Mass pilot whale strandings linked to ‘family group disruption’, new research suggests
Pilot Whale – image by Bernhard Staärck from Pixabay
30 August 2022
Mass strandings of pilot whales may be linked to disruption to their family groups new research has suggested.
Recent genetic analysis in both the northern and southern hemisphere by a team including academics from Aberystwyth University challenges existing thinking as to the role of social behaviours in mass strandings of these animals.
Mass stranding events in cetaceans - a group of marine mammals including the whale, dolphin and porpoise - have been reported since the times of Aristotle and there has been a long drive to understand what causes them.

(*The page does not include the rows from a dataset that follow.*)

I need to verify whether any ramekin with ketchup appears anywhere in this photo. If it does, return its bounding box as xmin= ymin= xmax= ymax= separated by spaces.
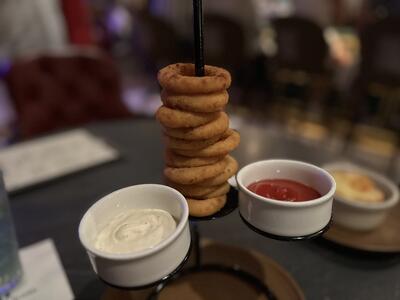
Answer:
xmin=236 ymin=159 xmax=336 ymax=238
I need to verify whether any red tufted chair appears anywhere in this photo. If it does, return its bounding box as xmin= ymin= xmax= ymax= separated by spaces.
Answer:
xmin=7 ymin=56 xmax=131 ymax=138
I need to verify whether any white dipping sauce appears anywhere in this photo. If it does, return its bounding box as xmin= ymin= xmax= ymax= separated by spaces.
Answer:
xmin=95 ymin=209 xmax=176 ymax=253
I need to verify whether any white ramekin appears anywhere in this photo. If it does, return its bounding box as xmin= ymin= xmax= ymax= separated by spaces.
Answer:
xmin=324 ymin=162 xmax=399 ymax=231
xmin=79 ymin=184 xmax=190 ymax=288
xmin=236 ymin=159 xmax=336 ymax=238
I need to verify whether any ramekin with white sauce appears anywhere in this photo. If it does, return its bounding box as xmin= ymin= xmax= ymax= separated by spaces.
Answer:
xmin=79 ymin=184 xmax=190 ymax=288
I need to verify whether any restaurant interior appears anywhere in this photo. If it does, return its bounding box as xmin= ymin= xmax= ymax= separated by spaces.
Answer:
xmin=0 ymin=0 xmax=400 ymax=300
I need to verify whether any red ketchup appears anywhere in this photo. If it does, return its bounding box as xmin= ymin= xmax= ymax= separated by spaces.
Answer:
xmin=247 ymin=179 xmax=321 ymax=202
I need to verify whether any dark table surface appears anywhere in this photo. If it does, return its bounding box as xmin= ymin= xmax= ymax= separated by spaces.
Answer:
xmin=10 ymin=120 xmax=400 ymax=300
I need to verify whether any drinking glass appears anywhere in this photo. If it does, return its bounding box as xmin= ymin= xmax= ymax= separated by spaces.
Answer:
xmin=0 ymin=172 xmax=22 ymax=299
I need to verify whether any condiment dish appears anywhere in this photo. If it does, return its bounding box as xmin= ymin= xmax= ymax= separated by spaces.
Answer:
xmin=324 ymin=162 xmax=399 ymax=231
xmin=236 ymin=159 xmax=336 ymax=238
xmin=79 ymin=184 xmax=190 ymax=288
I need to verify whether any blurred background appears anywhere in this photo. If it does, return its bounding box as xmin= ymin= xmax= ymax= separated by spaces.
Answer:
xmin=0 ymin=0 xmax=400 ymax=177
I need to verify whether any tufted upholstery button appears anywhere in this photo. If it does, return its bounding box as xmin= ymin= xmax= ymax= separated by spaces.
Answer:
xmin=7 ymin=56 xmax=131 ymax=137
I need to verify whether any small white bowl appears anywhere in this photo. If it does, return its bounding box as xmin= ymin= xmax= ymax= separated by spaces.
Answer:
xmin=236 ymin=159 xmax=336 ymax=238
xmin=324 ymin=162 xmax=399 ymax=231
xmin=79 ymin=184 xmax=190 ymax=288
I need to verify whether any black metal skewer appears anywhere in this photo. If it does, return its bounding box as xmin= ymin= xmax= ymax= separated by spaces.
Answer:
xmin=193 ymin=0 xmax=204 ymax=76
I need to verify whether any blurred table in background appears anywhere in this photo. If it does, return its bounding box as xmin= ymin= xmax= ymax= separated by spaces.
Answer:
xmin=10 ymin=116 xmax=400 ymax=300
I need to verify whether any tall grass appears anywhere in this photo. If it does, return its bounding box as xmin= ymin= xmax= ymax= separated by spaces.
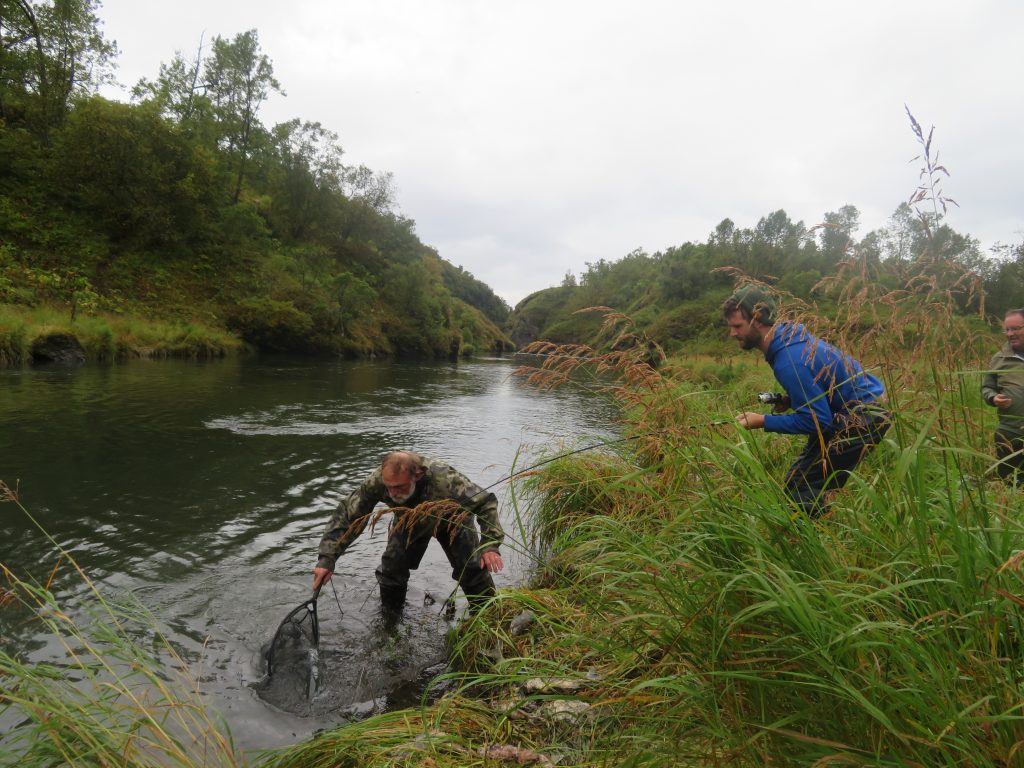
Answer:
xmin=0 ymin=482 xmax=242 ymax=768
xmin=0 ymin=305 xmax=244 ymax=366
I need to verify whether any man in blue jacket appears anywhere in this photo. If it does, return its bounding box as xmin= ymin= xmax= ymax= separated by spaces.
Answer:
xmin=722 ymin=285 xmax=889 ymax=518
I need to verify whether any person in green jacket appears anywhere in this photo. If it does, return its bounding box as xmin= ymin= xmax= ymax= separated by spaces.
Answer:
xmin=313 ymin=451 xmax=505 ymax=612
xmin=981 ymin=309 xmax=1024 ymax=485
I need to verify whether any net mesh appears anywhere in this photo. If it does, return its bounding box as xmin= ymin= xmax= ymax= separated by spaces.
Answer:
xmin=258 ymin=590 xmax=321 ymax=712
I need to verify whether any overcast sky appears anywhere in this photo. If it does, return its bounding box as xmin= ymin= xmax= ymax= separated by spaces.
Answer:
xmin=99 ymin=0 xmax=1024 ymax=305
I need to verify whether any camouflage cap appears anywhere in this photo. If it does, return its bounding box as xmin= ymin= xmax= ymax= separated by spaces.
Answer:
xmin=730 ymin=283 xmax=778 ymax=326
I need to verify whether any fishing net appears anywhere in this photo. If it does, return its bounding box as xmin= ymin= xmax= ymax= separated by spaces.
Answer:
xmin=257 ymin=588 xmax=321 ymax=712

Long-finned pilot whales - a gregarious species with complex social bonds - are those most often affected.
At sea they form family units known as pods. Within a pod there are multiple generations of pilot whales that are all related to a single female. It has therefore long been thought that mass strandings may be caused by family members trying to stay together.
However, the data reveals that in most cases each mass stranding involved multiple unrelated pods, rather than a single pod as was previously thought.
This suggests that family disruption, rather than family cohesion, may be a major cause of these events.
The new research has implications for how rescues are attempted: assuming all the animals stranded were related may have compromised previous efforts, as intentionally refloating unrelated animals may contribute to restrandings.
One of the research team, Dr Niall McKeown, a lecturer in Marine Biology at Aberystwyth University, said:
“The assembled team has collaborated to obtain and genetically analyse samples from mass stranding events for the first time in the north east Atlantic and the Falkland Islands. The findings provide further evidence that there may be mixing of family units at some stage during stranding processes. It remains to be seen to what extent this is a cause, or a consequence of mass strandings.”
As well as academics from Aberystwyth University, the project also includes researchers from the Falkland Islands Fisheries Department, Universities of Glasgow, Chester, Utrecht, the Galway-Mayo Institute of Technology and the Scottish Marine Animal Stranding Scheme.
Dr McKeown added:
“Our study shows mixed family groups within a mass stranding event. It may also reflect a more complex social society than assumed of long-finned pilot whales. Further research will help to disentangle such factors and be of great relevance to rescue strategies.